Certain activities are commonly expected to be carefully performed by a physician, such as:

  • Taking a complete medical history;

  • Conducting a careful, appropriate, systematic physical examination;

  • Utilizing laboratory and other objective tests when appropriate;

  • Making a proper diagnosis;

  • Referring the patient to a specialist, when a higher degree of skill or care than the physician can offer is required;

  • Staying informed of evolving methods and treatment in the medical field; and

  • Providing adequate follow-up care.

Physicians who specialize in a certain area are expected to have greater skill in treatment within that specialty than a general practitioner.

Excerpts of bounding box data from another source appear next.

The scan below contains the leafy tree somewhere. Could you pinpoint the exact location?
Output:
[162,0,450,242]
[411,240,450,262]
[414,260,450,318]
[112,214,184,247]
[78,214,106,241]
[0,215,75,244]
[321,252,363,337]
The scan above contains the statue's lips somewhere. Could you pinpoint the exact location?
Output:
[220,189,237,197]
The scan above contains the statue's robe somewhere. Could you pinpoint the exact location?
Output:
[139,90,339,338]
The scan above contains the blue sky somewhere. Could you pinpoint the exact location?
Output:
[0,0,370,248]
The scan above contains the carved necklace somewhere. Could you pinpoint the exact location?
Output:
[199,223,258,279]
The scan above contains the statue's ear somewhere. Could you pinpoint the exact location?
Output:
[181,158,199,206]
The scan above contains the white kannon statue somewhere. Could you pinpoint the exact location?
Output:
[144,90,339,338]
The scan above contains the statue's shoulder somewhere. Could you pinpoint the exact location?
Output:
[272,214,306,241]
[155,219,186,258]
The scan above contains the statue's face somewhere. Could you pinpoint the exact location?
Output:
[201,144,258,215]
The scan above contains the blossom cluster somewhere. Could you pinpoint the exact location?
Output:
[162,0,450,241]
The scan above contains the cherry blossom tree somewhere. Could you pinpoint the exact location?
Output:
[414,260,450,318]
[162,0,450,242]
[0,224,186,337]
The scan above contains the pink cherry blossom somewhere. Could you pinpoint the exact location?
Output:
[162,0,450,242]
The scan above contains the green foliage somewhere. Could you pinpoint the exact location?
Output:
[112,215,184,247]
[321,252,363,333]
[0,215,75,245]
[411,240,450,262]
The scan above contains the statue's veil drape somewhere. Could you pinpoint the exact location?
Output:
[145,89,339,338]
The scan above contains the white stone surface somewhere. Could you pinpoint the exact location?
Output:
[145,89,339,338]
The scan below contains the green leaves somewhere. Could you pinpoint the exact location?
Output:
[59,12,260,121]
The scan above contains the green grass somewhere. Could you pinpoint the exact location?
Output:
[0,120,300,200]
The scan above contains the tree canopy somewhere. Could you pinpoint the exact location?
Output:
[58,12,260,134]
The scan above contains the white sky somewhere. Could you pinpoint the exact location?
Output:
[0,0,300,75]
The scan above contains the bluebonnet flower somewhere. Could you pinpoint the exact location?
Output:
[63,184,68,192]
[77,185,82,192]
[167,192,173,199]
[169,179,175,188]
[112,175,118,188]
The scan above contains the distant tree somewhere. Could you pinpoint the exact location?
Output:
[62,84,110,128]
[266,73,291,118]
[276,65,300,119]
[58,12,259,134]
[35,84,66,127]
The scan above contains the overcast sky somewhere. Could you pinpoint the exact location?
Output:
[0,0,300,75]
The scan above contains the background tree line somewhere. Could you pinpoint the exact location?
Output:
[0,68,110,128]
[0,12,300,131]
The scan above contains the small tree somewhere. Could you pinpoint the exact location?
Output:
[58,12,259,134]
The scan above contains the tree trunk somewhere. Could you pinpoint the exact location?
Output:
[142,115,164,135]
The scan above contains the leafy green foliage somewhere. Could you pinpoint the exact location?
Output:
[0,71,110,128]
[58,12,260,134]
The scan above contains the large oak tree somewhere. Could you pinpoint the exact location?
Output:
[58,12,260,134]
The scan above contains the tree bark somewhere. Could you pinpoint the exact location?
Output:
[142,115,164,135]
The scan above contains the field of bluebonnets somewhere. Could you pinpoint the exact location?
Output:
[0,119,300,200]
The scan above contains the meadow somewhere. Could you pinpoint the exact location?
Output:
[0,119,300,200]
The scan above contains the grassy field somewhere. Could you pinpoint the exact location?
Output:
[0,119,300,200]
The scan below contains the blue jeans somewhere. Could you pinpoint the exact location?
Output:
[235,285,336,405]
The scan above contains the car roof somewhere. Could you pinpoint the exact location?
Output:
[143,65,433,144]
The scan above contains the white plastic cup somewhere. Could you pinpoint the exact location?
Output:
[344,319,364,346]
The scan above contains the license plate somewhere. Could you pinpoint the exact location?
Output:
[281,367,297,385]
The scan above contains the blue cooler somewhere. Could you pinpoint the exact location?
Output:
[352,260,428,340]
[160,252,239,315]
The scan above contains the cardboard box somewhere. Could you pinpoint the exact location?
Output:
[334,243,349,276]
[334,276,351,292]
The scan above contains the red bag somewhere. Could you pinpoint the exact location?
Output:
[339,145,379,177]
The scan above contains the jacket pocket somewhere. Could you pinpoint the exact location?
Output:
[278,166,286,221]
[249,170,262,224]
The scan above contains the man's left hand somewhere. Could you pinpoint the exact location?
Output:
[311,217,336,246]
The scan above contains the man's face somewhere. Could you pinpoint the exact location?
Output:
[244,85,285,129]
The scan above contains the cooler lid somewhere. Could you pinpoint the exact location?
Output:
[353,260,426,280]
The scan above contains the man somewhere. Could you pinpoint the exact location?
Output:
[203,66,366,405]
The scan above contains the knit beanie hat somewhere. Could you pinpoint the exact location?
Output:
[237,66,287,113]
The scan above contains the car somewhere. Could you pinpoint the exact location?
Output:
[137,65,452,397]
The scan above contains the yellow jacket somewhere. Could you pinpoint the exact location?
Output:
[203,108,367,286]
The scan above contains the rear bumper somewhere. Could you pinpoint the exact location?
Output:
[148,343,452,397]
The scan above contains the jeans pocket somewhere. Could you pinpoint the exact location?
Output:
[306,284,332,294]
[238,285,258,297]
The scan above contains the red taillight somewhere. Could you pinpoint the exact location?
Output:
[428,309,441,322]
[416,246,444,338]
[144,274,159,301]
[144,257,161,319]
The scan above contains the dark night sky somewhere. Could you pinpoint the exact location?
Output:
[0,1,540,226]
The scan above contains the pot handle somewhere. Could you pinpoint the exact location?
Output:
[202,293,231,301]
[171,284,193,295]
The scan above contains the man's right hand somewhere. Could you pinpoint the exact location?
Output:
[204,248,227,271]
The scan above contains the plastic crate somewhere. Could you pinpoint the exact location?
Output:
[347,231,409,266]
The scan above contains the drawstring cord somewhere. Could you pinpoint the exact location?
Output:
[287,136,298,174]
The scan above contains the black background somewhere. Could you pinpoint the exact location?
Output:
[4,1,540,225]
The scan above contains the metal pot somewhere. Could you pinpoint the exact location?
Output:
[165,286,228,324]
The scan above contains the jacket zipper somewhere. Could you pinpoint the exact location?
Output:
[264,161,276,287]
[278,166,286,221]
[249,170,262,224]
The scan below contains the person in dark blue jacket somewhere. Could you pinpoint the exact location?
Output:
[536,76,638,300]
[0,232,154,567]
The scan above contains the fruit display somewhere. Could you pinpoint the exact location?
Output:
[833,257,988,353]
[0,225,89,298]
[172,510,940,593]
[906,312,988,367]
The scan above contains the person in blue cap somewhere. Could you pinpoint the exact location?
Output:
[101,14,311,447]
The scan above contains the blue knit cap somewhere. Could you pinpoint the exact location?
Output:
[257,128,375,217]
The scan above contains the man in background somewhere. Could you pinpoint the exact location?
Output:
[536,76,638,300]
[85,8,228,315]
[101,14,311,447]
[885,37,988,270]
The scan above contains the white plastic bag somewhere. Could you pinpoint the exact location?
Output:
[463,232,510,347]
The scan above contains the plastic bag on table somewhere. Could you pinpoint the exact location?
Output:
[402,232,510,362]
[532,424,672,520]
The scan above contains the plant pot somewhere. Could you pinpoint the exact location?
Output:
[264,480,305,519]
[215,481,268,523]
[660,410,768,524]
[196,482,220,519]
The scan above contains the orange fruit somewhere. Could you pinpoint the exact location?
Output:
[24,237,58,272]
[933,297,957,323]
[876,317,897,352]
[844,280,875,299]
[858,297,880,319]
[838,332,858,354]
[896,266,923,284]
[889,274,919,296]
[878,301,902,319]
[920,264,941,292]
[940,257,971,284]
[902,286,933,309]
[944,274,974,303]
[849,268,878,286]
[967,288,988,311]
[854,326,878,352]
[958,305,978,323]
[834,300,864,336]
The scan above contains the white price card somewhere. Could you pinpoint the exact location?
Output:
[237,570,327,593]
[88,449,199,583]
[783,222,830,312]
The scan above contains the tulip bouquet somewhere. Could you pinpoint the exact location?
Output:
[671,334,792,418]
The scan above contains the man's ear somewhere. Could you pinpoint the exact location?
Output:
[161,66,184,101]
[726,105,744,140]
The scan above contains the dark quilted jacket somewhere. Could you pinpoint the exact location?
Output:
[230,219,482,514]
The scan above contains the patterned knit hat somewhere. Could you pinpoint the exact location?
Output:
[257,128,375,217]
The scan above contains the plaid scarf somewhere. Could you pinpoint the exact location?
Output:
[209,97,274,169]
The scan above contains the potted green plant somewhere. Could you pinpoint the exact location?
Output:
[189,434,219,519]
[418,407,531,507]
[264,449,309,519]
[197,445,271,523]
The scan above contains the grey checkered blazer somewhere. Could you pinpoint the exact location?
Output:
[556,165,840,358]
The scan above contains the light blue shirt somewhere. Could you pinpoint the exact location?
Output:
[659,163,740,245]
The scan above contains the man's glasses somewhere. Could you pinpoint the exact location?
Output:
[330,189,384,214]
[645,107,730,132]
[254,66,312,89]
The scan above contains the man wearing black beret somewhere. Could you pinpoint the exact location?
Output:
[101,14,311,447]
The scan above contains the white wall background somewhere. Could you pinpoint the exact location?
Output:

A health care facility, such as a hospital, is responsible for injuries caused by the negligence of its employees. As with other health care providers, the hospital must exercise such reasonable care and skill as careful hospitals would utilize under the circumstances.

Malpractice

In order for the patient to prove malpractice, it is usually necessary to establish the required standard of care and prove that the health care provider deviated from that standard. This proof is almost always by way of expert testimony.

Cause of the Injury

For a health care provider to be held respon­sible for a patient's injury, there must be a showing that the injury was directly caused by the health care provider's negligence, that is, a deviation from the required standard of care. Proving that the injury was caused by such negligence is often a complicated issue in medical malpractice cases.

Defense to the Claim

A defense to the claim of malpractice can be based upon the argument that the patient's injury or condition would have occurred regardless of any medical negligence, thus any such negligence did not cause the injury. If the injury would have occurred anyway, but was significantly accelerated in time due to the health care provider's negligence, liability may be found. Expert testimony is usually required to establish these facts. As a general rule, the negligent treatment will be seen as the cause of the injury if it was a substantial factor in bringing about the injury.